The West Mims Wildfire near the Georgia-Florida state line has been burning for weeks and shows few signs of slowing down.

The wildfire was ignited on April 6th when a lightening strike touched down inside the swampy Okefenokee National Wildlife Refuge. Since then, the fire has torched more than 133,000 acres and counting. Until this weekend, the wildfire did not pose a threat to humans in the area. After the fire crossed manmade fire breaks this weekend, an evacuation notice was sent out to residents of two small rural communities in Charlton county, St. George and Moniac.

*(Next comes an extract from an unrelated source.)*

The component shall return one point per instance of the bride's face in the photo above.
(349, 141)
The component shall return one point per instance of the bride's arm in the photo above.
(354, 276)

By Monday, the fire had already burned about 37 square miles in Charlton county and 210 square miles total. Susan Heisey is supervisory ranger for the Okefenokee refuge. She said, “The accumulated moisture in the vegetation is at record-breaking lows right now. These fuels, they’re getting one little piece of ash and the fire’s just picking up and moving.”

A high pressure system in the southeast United States contributed to temperatures nearing 90 degrees Fahrenheit in the area on Monday, with humidity at just 20 percent. As temperatures remain high for the next few days and dry winds continue to blow across the West Mims fire, spokespeople for fire-fighting effort expect the fire to continue burning wherever fuel is available to it.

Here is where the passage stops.